These quick points have stuck in my mind after a morning soaking up new research information on digital inclusion of seniors and other marginalised groups. Summaries came from the Department of Internal Affairs (DIA), Auckland University of Technology (AUT), University of Victoria (VUW), The Association of Retirement Villages, and others. It was a fascinating morning.
- The government Blueprint for Digital Inclusion is a valuable document (my opinion) but it was based on old data. Much research is now underway or completed.
- Digital inclusion leaps in the group 75 years and older: people who didn’t use computers for most of their working life (DIA)
- Younger people are more susceptible to scams than older people (VUW)
- For 40% of over-65s, government superannuation is their sole income; 40% have up to $100 extra per week; and 20% have super plus more than $100 per week (Association of Retirement Villages / Price WaterHouse Cooper)

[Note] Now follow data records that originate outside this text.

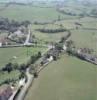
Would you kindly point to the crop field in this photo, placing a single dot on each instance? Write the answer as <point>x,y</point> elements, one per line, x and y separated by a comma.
<point>69,78</point>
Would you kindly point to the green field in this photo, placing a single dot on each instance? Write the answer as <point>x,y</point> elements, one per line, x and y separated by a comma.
<point>22,54</point>
<point>67,79</point>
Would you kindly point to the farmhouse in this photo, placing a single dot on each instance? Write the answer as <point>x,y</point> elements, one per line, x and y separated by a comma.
<point>3,41</point>
<point>5,92</point>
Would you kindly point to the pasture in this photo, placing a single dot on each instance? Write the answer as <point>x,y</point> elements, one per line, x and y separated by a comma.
<point>67,79</point>
<point>22,54</point>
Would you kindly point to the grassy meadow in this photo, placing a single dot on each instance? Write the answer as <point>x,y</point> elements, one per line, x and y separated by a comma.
<point>67,79</point>
<point>22,54</point>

- DIA is researching this key question: How does digital inclusion relate to wellbeing/ waiora? This won’t be a simple answer.

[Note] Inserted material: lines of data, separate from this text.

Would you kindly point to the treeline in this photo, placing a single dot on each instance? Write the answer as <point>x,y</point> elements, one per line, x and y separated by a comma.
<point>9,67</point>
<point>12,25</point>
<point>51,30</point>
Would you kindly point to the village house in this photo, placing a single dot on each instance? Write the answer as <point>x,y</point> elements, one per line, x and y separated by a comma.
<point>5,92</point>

- Among the most excluded from online activities are Pasifica people, the disabled, and those in social housing.
- Professor Miriam Lips of VUW outlined 7 types of senior internet users, what they’re like, and what they need. A report is due to be published next month.
Off I go to Day 1 of NetHui proper, including a keynote speech by Jacinda Adern and a discussion on Digital Inclusion of Seniors and Retirees chaired by Francesca Holibar and me.
It’s seriously cold outside but warm in Te Papa. My brain gets overloaded at a conference so I wandered around the Nature exhibition. Delicious.